Well for this touring exhibition Kurt has put together large collaged paintings in mixed media. The collaged bits were mostly items retrieved from the beach at Priest’s Cove where Kurt mostly works. ‘All that was left’ had two crumpled oilskin jackets and cork floats with bits of rope evocative but somehow inappropriate.

The majority of the paintings were made up of two or three door-sized stretched canvasses fixed together – gallery art again. Very few locations could display these paintings, a college refectory if you shifted the portraits of pensioned academics perhaps. There were perhaps three of four mixed media watercolours framed but unmounted as though they were a hurried addition. These were typical Kurt showing evidence of his playful exploratory way with water based media – capturing effects of light on the sea and evoking in the viewer a sense of noise of waves breaking on shingle. I wish there had been more.

The gallery was showing a video of Kurt at work outdoors on a cliff top at Priests Cove. He gave a bravura performance working on a huge canvas spread on the turf and held down by stones. I guess he was working on an acrylic underpainting laid in earlier. The video showed him working barefoot, trowelling on paint with a knife, splattering it on with a loaded brush Jackson Pollock style and blending it with fingers and toes. Great fun and with an eye for the chance effect or happy accident but never completely controlled.

For quiet reflection I wandered into a neighbouring gallery and saw ‘Herald of the Night’ by Arnesby Brown - an oil painting of about 1870 he was also a Newlyn painter. The painting shows a full moon rising over a simple landscape with two rather badly painted cows, a painting easily dismissed because of its romantic Victorian subject matter. But then I looked at how he had painted the evening sky, there were blues mauves greens juxtaposed and harmonious. It was controlled and considered the product not of impulsive brush gestures but of carefully placed marks. Characteristics all too rarely found in contemporary painting.

Thursday, April 15, 2004

Robert Hughes is still one of the few critics that are worth reading. For an art critic he has the rare quality of expressing his opinion in plain words. His international status as a critic is long established and he has no time for dumb hyped-up nonsense posing as fine art.

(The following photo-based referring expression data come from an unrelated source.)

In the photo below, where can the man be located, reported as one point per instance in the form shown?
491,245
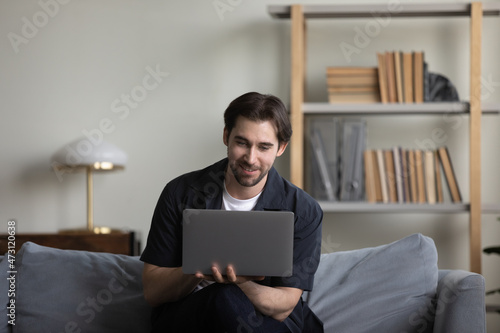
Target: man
257,130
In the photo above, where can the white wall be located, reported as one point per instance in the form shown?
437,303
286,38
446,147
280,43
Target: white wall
64,64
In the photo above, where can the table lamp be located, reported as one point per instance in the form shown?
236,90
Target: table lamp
89,156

He wrote in The Guardian recently a review of Lucien Freud’s exhibition of recent paintings and etchings at the Wallace Collection, Hertford House, London – it runs until 18th April. He used his review to contrast Freud’s achievement with the show at the Saatchi Gallery called ‘Fresh Blood.’ A show of ‘awful dumb-arsed posturing’ to paraphrase Hughes’ assessment promoted by Ad-men without any kind of connoisseurship. Nobody can really take the whe work of Hirst, Emin, Lucas and their chums seriously can they?

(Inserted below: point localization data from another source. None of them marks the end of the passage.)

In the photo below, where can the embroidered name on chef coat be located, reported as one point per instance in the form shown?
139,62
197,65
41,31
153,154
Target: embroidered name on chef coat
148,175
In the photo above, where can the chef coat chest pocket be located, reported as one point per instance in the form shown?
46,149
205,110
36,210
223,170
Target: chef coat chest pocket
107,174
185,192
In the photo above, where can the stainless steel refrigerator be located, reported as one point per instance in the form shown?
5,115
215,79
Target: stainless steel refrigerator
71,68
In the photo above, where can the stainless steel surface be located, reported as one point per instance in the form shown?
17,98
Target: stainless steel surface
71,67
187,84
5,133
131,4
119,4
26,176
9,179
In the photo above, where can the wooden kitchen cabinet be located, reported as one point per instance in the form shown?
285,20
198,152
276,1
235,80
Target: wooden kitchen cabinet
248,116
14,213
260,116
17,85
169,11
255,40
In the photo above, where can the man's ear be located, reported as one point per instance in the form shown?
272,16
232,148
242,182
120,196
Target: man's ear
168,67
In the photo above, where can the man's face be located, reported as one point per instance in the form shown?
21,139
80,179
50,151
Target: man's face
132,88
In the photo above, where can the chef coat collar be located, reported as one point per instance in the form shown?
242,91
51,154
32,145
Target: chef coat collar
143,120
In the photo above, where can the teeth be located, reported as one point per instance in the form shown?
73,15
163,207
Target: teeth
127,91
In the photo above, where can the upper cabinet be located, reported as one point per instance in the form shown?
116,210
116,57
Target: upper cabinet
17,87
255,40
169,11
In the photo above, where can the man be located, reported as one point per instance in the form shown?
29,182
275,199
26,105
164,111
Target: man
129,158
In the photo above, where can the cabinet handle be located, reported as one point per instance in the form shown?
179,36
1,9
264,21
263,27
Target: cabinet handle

By contrast there is Freud at 82 producing strong engaging work – the product of a lifetime engaged in subjecting people and objects to obsessive scrutiny. This scrutiny leaves the viewer if not the sitter feeling uncomfortable. There is a residual element of the expressionist distortion which characterised German art of his Grandfather’s time – those reclining figures with exposed genitals distorted by exaggerated perspective.

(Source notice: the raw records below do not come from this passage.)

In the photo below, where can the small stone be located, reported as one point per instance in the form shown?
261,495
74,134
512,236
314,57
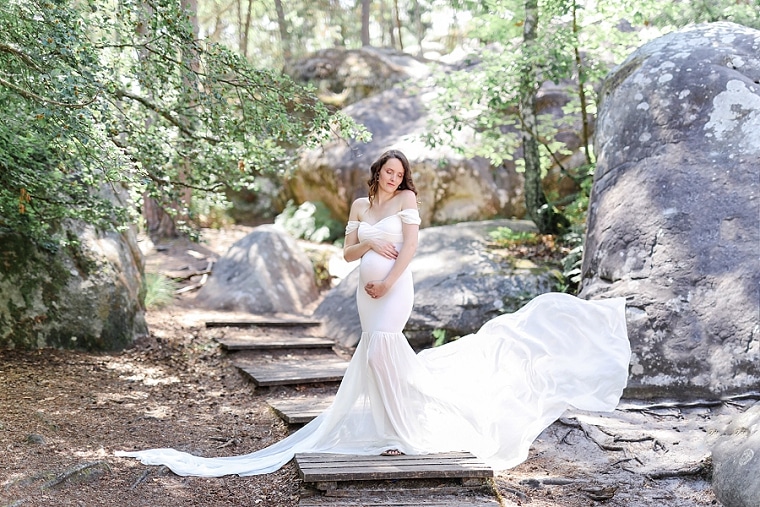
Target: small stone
35,439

For Hughes, Freud is England’s greatest living artist - other critics share his enthusiasm - ‘our Titan among minnows’ is Laura Cumming’s assessment of him in The Observer. It is good to find critics who are defending work done by a figurative oil painter. Freud has a sensitivity to the way the oil medium can reconstruct a perceived form and give an interpretation of reality which is far superior to the photographic image. In part this superiority is due to the fact that much effort and obsessive observation have gone into the creation of the paint surface – a result of long and exploratory reworking of the surface. Freud’s paintings show the ‘naked evidence of labour’ to quote Cummings. It is this display of effort which for me gives the work a value which demands respect. After all the uncompromising nakedness though it is refreshing to escape into the fresh air where the breeze ruffles the leaves on the trees and and sunlight creates vibrant colour. I need to gaze at a little David Cox watercolour I think.